The jazzy guest singer is Marian Montgomery, dressed and groomed with I think
may be the least flattering period get-up that I've yet seen in a 1970s light
entertainment show. In particular, the non-matching hair extensions add a
element of the bewilderingly grotesque, exacerbated in close-ups by spiders'
legs false eyelashes.
Her unidentifiable song (perhaps entitled 'I'm Gonna Build a Summer House')
adds to the sense of the peculiar. It seems to going for a note of sunshine pop
whimsy, with daydreamy lyrics about living in a summerhouse of her own
imagination. But the impractical details of this house ("I'll fill it full
of balconies and stairs that do not end") and specific instructions for
its contents ("fill it full of lilac flowers and children with bright
curls/ and china pots and crystals and baskets full of bread") have a
deranged quality ("to make me quiet inside my head").

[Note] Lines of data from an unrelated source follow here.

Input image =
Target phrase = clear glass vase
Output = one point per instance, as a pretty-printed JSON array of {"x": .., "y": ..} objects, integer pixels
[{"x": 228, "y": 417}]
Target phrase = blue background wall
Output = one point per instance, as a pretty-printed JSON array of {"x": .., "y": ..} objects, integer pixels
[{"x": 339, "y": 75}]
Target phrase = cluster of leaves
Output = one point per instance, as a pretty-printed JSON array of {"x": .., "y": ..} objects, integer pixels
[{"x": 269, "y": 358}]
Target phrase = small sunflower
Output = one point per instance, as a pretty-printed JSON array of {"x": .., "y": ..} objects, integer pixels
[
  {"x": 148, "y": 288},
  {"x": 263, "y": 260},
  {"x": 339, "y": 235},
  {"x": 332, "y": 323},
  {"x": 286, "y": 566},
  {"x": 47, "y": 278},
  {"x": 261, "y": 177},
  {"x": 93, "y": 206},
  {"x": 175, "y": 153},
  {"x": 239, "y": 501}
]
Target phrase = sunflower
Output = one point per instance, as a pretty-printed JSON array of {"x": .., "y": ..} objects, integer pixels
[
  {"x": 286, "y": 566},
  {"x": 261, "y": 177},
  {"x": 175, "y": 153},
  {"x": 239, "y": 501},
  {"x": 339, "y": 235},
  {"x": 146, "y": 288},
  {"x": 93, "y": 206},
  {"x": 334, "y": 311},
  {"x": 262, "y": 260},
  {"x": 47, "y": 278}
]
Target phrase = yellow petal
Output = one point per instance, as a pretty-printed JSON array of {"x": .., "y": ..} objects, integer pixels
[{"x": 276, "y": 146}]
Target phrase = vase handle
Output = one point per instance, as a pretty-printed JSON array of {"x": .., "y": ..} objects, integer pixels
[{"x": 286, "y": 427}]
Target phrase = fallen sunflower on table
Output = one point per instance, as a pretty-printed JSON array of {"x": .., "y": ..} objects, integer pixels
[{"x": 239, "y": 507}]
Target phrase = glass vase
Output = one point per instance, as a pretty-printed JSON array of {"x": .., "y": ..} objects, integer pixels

The feverish nature of the song is magnified by Montgomery's performance,
looking to camera with a heavy-lidded blank gaze, as if in a valium trance. The
final verse appears to be aiming for a note of fantastical affirmative
self-discovery but comes across as a case study in depersonalisation -
I'm gonna build a summerhouse - I hope that you
know why!
I have to take a piece of me and throw it to the sky
And watch it soar and watch it dance and see a part of me
Up there laughing, knowing that I'm free.
I have to take a piece of me and throw it to the sky
And watch it soar and watch it dance and see a part of me
Up there laughing, knowing that I'm free.